Systematic analysis indicated that ~30% of internally generated MAbs have such nonspecific cross-reactivity. We implemented a modified HCP ELISA to minimize this cross-reactivity and improve the accuracy of our HCP analysis. Other biologics, especially MAbs under development in the biotechnology industry, may have similar properties and should benefit from our findings. Improvement of this HCP assay will increase the accuracy of HCP quantitation to prevent the commitment of costly and unnecessary resources to improve our bioprocess when the actual cause for high HCP readings was antibody cross-reactivity.

Materials and Methods

All the MAbs we tested were from our own company. Precast gels for SDS-PAGE came from Bio-Rad Laboratories (catalog #345-0043, www.bio-rad.com). Antihuman IgG polyclonal antibodies came from Thermo Scientific (catalog #31143, www.thermo.com). And Streptavidin–IRDye-800 fluorescence conjugate came from Rockland Immunochemicals (catalog #S000-32, www.rockland-inc.com).
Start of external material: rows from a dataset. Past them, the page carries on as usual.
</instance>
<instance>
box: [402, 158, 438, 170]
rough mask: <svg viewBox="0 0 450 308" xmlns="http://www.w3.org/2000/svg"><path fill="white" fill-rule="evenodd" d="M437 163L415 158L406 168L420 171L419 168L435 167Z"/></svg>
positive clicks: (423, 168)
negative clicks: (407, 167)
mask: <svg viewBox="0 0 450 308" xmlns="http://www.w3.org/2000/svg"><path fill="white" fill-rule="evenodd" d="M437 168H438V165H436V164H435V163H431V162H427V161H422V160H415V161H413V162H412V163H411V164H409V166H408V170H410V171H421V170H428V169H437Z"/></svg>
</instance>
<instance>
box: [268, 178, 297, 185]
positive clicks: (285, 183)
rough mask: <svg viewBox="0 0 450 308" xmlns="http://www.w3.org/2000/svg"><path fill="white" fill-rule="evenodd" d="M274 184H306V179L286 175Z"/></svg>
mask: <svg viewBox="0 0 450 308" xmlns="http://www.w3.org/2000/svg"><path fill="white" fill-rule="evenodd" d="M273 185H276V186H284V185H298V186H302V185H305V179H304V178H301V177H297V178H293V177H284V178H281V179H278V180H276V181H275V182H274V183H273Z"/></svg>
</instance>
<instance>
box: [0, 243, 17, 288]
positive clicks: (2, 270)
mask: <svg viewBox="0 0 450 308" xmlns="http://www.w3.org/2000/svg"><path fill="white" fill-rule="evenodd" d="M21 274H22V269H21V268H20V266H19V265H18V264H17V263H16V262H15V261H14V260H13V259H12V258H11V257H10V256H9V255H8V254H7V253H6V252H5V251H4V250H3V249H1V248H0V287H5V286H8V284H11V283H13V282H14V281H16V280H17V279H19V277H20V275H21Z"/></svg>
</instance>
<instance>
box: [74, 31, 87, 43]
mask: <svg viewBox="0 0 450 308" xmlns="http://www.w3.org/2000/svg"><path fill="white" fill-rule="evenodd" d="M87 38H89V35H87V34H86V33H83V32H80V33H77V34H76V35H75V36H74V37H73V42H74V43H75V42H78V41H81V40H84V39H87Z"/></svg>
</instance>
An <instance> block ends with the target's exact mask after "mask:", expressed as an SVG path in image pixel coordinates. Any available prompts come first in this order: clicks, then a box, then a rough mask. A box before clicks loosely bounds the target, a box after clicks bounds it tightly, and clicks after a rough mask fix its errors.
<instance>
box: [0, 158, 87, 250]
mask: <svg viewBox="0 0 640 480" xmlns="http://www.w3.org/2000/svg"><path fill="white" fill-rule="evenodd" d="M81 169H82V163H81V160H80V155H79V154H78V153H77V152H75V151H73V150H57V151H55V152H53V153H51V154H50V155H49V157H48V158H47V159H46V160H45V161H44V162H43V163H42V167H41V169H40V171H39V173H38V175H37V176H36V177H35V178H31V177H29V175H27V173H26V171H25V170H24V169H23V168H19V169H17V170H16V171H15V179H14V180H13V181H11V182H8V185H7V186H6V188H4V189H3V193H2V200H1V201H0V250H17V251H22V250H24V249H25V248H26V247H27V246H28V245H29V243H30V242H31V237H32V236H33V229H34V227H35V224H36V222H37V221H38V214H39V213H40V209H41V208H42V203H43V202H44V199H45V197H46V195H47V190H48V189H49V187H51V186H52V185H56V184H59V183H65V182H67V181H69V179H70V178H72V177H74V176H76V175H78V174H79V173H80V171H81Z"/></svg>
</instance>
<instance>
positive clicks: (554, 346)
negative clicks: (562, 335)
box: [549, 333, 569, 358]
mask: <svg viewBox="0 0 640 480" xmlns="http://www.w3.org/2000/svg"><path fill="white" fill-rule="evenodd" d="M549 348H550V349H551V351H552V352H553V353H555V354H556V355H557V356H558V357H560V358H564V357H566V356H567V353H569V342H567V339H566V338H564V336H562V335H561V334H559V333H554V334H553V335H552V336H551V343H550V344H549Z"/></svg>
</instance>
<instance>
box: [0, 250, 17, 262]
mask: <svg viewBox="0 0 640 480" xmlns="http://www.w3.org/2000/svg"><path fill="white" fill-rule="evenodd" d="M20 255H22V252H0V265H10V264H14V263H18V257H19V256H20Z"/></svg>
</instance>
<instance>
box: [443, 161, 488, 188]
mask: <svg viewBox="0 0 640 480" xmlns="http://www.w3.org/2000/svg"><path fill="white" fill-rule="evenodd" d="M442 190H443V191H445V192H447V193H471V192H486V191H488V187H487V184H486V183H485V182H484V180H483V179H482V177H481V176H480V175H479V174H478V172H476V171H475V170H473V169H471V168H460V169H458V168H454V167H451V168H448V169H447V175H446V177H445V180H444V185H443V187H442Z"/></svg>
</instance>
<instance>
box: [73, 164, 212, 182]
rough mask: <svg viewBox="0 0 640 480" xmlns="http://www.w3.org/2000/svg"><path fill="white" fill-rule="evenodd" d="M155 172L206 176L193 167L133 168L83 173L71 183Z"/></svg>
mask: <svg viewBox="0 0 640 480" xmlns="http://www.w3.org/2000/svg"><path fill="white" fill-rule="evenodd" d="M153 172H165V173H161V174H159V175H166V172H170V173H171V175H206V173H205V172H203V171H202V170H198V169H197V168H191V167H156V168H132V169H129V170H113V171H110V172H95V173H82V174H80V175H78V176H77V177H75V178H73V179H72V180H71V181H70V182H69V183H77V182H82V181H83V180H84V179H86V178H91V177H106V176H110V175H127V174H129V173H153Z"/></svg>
ELISA: We developed a process-specific Chinese hamster ovary (CHO) host cell protein ELISA and used it to support our group's MAb development. A typical quantitation limit (QL) of 5 ng/mg (5 ppm) was demonstrated according to the ICH method validation guidelines (6). The ELISA is in a sandwich format, with HCP binding antibodies first coated onto a 96-well plate and incubated overnight, followed by an incubation with 1% BSA, then testing samples added and incubated for 90 minutes at room temperature. After multiple washes, the HCP reporting antibodies (biotinylated) were added and a colorimetric reaction determined the sample's HCP level against a predetermined standard curve.

For cases in which a cross-reactivity occurred, we added an additional step of antihuman IgG antibody incubation before the HCP reporting antibody incubation. This step blocks nonspecific interactions among anti-HCP antibodies and MAbs under development.

Gel Electrophoresis and Western Blot: We used 10–20% gradient SDS-PAGE gels for separation of all MAbs, treating samples with SDS and reducing reagent. for total protein detection, the gel was fixed in a solution with 10% each of acetic acid and ethanol. Sypro Ruby protein stain was used for over-night fluorescence staining. After performing two washes in Milli-Q water (from Millipore, www.millipore.com) for five minutes each, we used a VersaDoc image system from Bio-Rad to acquire the gel images.

For Western blotting, the proteins separated in SDS-PAGE were transferred to a nitrocellulose membrane over night with NuPAGE transfer buffer (Invitrogen catalog #NP0006-1, www.invitrogen.com). After blocking with 1% BSA in PBS-T (0.1% Tween-20 in PBS), we used a biotin-labeled polyclonal antibody against CHO HCP to test for cross-reactivity between the internal MAbs and the anti-HCP antibody. A streptavidin-IR Dye800 was used to detect the interaction, and the image was acquired using an Odyssey system from LI-COR Biosciences (www.licor.com).